Example Group Configurations
Pre-Sales Team
A group for handling inbound prospects who are evaluating your product.
| Agent | Role | What it contributes |
|---|---|---|
| Lead Qualifier | Lead | Asks qualifying questions, captures details, steers the conversation |
| Technical Expert | Consultant | Answers technical questions, explains integrations, clarifies capabilities |
| Solutions Consultant | Consultant | Recommends the right plan, handles pricing objections, suggests next steps |
When to use this: Website visitors asking "does your product do X?" or "how much does it cost?" or "can it integrate with Y?"
Success Team
A group for handling post-sale customer conversations.
| Agent | Role | What it contributes |
|---|---|---|
| Onboarding Specialist | Lead | Guides setup, explains features, answers getting-started questions |
| Account Manager | Consultant | Surfaces usage data, identifies expansion opportunities, flags risk |
| Upsell Closer | Consultant | Recommends upgrades when usage suggests a better-fit plan |
When to use this: New customers going through setup, or existing customers with account questions.
Support and Sales Hybrid
A group for handling mixed inbound where some visitors need help and others want to buy.
| Agent | Role | What it contributes |
|---|---|---|
| Customer Service | Lead | Triages the request, answers support questions, resolves issues |
| Lead Qualifier | Consultant | Identifies buying signals, captures details if the visitor is a prospect |
| Data Entry | Consultant | Extracts contact and company information for CRM updates |
When to use this: When your chat widget handles both support and sales inquiries on the same page.
How Routing Works
When you have multiple agents or groups connected to the same source (e.g., your website chat widget), Outrun automatically creates a router.
What the Router Does
The router reads each incoming message and decides which agent or group should handle it. It classifies the intent of the message - is this a support question, a sales inquiry, a technical question? - and sends it to the best match.
You do not need to configure the router manually. It is created automatically when two or more agents or groups share a source.
Routing Criteria
You can add routing criteria to fine-tune which conversations go where. Criteria can filter based on:
- Visitor attributes - identified vs anonymous, company size, industry
- Segment - which visitor segment they belong to
- Page context - which page the conversation started on
- Message content - keywords or intent signals in the message
For example, you might route identified enterprise visitors to your pre-sales group and anonymous visitors to your lead qualification agent.
How Routing Feels to the Visitor
Routing is invisible to the visitor. They send a message and get a response. They do not see agent names, group names, or routing decisions. The experience is a single, coherent conversation regardless of how many agents are involved behind the scenes.
Tips
- Start with a single group. Get one group working well before creating more. Test it with real conversations and adjust the membership based on what you see.
- Choose your lead carefully. The lead agent sets the tone. If your group is for sales, make the sales agent the lead. If it is for support, make the support agent the lead.

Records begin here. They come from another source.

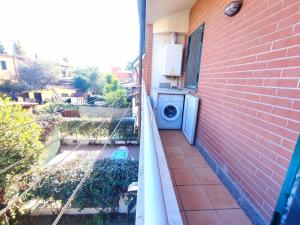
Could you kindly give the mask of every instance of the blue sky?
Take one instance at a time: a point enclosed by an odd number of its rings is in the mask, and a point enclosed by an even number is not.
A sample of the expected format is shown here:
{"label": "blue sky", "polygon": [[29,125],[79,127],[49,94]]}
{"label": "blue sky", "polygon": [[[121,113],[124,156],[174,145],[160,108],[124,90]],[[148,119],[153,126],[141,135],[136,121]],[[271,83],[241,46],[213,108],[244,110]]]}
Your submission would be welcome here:
{"label": "blue sky", "polygon": [[68,57],[75,66],[126,65],[138,54],[136,0],[1,1],[0,41],[11,53],[20,40],[28,55]]}

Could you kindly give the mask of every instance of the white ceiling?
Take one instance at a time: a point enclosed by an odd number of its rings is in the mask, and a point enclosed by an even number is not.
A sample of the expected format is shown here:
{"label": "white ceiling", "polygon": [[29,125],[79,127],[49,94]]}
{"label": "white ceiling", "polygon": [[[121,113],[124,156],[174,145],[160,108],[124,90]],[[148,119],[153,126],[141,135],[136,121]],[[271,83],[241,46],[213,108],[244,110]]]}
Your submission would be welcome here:
{"label": "white ceiling", "polygon": [[158,19],[191,8],[196,0],[148,0],[147,23],[153,23]]}

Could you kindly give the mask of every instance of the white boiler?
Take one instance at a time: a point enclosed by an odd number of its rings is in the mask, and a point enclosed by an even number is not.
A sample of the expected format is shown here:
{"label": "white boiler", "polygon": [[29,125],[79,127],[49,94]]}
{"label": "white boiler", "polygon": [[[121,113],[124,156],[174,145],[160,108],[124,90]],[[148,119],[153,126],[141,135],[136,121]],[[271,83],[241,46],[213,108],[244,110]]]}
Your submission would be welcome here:
{"label": "white boiler", "polygon": [[166,44],[163,58],[163,75],[181,76],[183,45]]}

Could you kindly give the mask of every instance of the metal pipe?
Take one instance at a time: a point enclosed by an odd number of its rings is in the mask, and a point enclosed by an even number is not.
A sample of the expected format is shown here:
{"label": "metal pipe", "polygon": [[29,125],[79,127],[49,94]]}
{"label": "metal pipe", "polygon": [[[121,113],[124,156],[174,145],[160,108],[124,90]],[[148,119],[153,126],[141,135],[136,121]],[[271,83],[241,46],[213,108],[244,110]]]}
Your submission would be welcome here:
{"label": "metal pipe", "polygon": [[145,33],[146,33],[146,0],[139,1],[140,12],[140,50],[139,50],[139,111],[138,128],[139,138],[141,137],[141,104],[142,104],[142,80],[143,80],[143,55],[145,52]]}
{"label": "metal pipe", "polygon": [[150,100],[145,85],[142,87],[142,119],[144,149],[144,225],[168,225],[162,181],[159,171]]}

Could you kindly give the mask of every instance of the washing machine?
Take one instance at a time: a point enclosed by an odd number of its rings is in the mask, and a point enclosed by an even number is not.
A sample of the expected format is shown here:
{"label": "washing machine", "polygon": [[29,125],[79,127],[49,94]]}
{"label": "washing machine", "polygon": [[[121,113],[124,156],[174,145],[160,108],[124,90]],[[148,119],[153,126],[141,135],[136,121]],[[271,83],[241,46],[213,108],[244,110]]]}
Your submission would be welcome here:
{"label": "washing machine", "polygon": [[181,129],[184,95],[158,94],[157,127],[158,129]]}

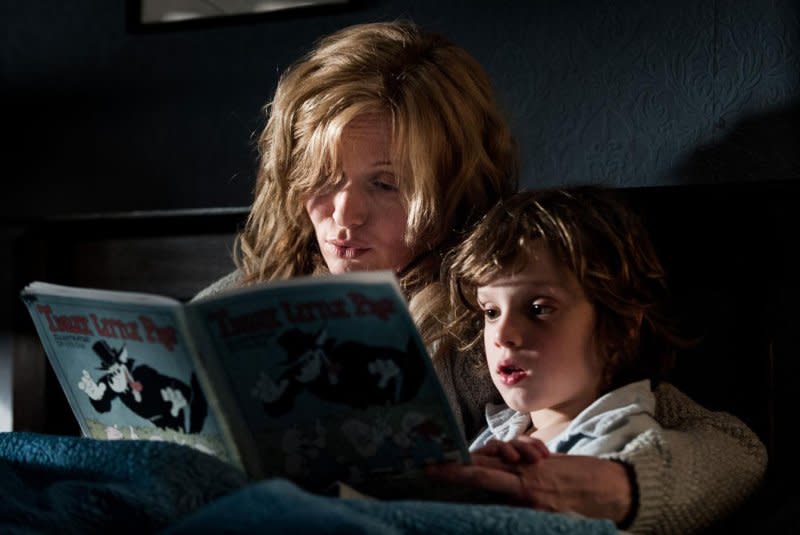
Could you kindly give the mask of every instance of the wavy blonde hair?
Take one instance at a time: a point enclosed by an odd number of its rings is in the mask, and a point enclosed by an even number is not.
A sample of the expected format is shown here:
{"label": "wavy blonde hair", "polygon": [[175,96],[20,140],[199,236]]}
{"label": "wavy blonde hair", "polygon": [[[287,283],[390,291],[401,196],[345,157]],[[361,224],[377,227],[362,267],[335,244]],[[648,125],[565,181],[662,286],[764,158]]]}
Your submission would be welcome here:
{"label": "wavy blonde hair", "polygon": [[356,25],[289,67],[265,113],[254,201],[237,239],[242,283],[326,271],[304,203],[341,180],[345,125],[383,114],[408,210],[405,240],[422,251],[398,275],[423,337],[437,338],[444,294],[424,290],[438,285],[441,258],[461,233],[517,185],[512,136],[478,62],[410,22]]}
{"label": "wavy blonde hair", "polygon": [[595,309],[604,391],[663,379],[692,343],[667,313],[667,276],[645,227],[611,189],[582,186],[519,193],[499,203],[449,255],[443,271],[453,308],[448,326],[462,350],[482,337],[477,288],[519,273],[543,242]]}

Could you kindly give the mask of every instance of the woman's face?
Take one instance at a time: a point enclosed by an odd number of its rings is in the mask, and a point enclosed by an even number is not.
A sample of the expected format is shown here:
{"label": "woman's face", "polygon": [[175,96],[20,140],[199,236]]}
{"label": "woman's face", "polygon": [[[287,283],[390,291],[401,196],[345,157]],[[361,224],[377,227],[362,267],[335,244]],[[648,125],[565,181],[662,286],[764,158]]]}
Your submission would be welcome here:
{"label": "woman's face", "polygon": [[344,179],[306,201],[322,257],[331,273],[391,269],[414,256],[403,236],[408,211],[391,161],[391,132],[382,115],[353,119],[342,132]]}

- Review group responses with HITL. Enable human-in-the-loop review on the group when you first set it up. This lets you see how the consulting agents influence the lead's response, and whether the result is better than a single agent alone.
- Keep groups small. Two to three agents per group is the sweet spot. More than that and the consulting inputs can conflict, making the lead's response less focused.
- Use routing criteria sparingly at first. The auto-router works well out of the box. Add criteria only when you see conversations being routed to the wrong place.